The Ramapo College community gathered to watch the presidential race at a viewing party in the Trustees Pavilion. Sponsored by the Civic and Community Engagement Center, the gathering attracted more than 120 students who enjoyed food and the company of their peers while the results were streamed live from three broadcast screens.

The race was predictably tight. As polls closed state by state, the tally of electoral votes kept the crowd fixated on the progress of the results. By 8:30 p.m., Obama won in New Jersey, New York and Connecticut, but the battleground states of Ohio and Florida were still too close to call at that time.

“Romney has to win Florida in order to have any chance of winning this election,” Jeremy Teigen, political science professor, explained before the results were in.  

Some students of Teigen’s class got a firsthand lesson on the electoral process during this election.

“We usually have class at this time, but what better lesson than to watch the race in action and how it ends up?” Chrissy O’Neill said.

By 11:18 p.m., CNN was one of the first media outlets to predict Obama would be re-elected, earning the 270 electoral votes needed to win. This projection came after Ohio and Virginia were reported to go to Obama, which CNN said sealed the deal.

While there are some discrepancies among major news sources, ABC News reports Obama with 303 electoral votes and Romney with 206 as of press time.

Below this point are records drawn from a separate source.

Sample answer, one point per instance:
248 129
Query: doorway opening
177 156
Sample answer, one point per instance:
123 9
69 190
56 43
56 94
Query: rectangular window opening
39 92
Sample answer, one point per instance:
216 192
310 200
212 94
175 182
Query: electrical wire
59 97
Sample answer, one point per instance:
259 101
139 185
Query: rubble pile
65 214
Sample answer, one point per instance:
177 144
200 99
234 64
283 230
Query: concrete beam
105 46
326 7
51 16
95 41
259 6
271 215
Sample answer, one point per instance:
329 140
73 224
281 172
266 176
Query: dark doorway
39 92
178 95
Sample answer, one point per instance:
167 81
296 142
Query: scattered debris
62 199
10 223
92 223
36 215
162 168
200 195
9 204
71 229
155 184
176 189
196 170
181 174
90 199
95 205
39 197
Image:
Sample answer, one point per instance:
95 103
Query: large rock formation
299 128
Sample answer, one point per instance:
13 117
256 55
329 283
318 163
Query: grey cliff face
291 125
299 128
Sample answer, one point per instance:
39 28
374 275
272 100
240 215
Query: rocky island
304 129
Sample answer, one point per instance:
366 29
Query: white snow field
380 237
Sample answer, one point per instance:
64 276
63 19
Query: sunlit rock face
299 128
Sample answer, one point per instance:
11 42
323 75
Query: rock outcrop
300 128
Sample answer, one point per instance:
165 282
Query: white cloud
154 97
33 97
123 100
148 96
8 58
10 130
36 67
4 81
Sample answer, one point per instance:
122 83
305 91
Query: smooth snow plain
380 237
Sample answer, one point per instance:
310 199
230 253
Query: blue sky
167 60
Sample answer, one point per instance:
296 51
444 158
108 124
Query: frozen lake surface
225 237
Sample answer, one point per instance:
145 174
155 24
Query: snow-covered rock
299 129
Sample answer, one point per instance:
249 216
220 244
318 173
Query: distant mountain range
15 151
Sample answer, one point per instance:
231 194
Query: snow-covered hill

As reported in “The New York Times,” Florida eventually went to Obama, but only by less than a point (0.6 percent to be exact). Ohio, coming in at 50.1 percent for Obama with 48.2 percent to Romney, was also a deciding factor for the “Times.”

Impacts on the Election

In the final days of the race, both the Obama and Romney campaigns dedicated a large portion of their budgets toward advertisements in swing states, which increased as the election drew nearer. According to “The Washington Post,” these states, including Ohio, Florida and Wisconsin, received an extra 7,000 television ads just prior to the election.

But students agreed that such advertisements probably did not significantly contribute to the end result.

“The ads probably have some impact on those who haven’t made up their mind, but I think there are better ways to get people in swing states to vote for you,” junior Brian Nazzaro said.

“I do not think these tactics are good, although they are logical,” fellow junior Brandon Seidler said. “The advertisements are extremely annoying, and personally, I feel more obligated to vote for the candidate who was less annoying and more considerate during the race.”

Celebrities were also very vocal about their opinions during this election, which unlike repetitive political ads could sway the vote of a younger demographic.

“I don’t think it had that much of an impact, but it definitely persuades young people,” junior Angie Lebron said. “Older ones are more worried about the real issues, but the younger generations might be more influenced by who the celebrity they are following is tweeting who they are voting for.”

Voter Turnout

For many students, it was their first time voting in a presidential election, and in some cases, they had to travel back home where they were registered.

“I drove to Madison [New Jersey] where my family lives to vote,” junior Mathew Bernstein said. “Plus, I hadn’t been home since the storm, and I wanted to see that everything was okay.”

The storm to which Bernstein referred was Hurricane Sandy, the “superstorm” that made voting difficult for some. Some polling locations suffered power outages or were being used as shelters for victims who were relocated.

There was also confusion with submitting provisional ballots, as voters were turned away for not having the proper identification. In some states, the polls stayed opened later so that voters could come back with their ID, delaying the final count.

Ramapo College provided shuttle service to two polling locations in Mahwah, and some students, such as Emily Gange and Erin Healy, decided to take advantage of the free ride to cast their vote.

“This is my first election,” said Gange. “I felt it was important to vote towards the future.”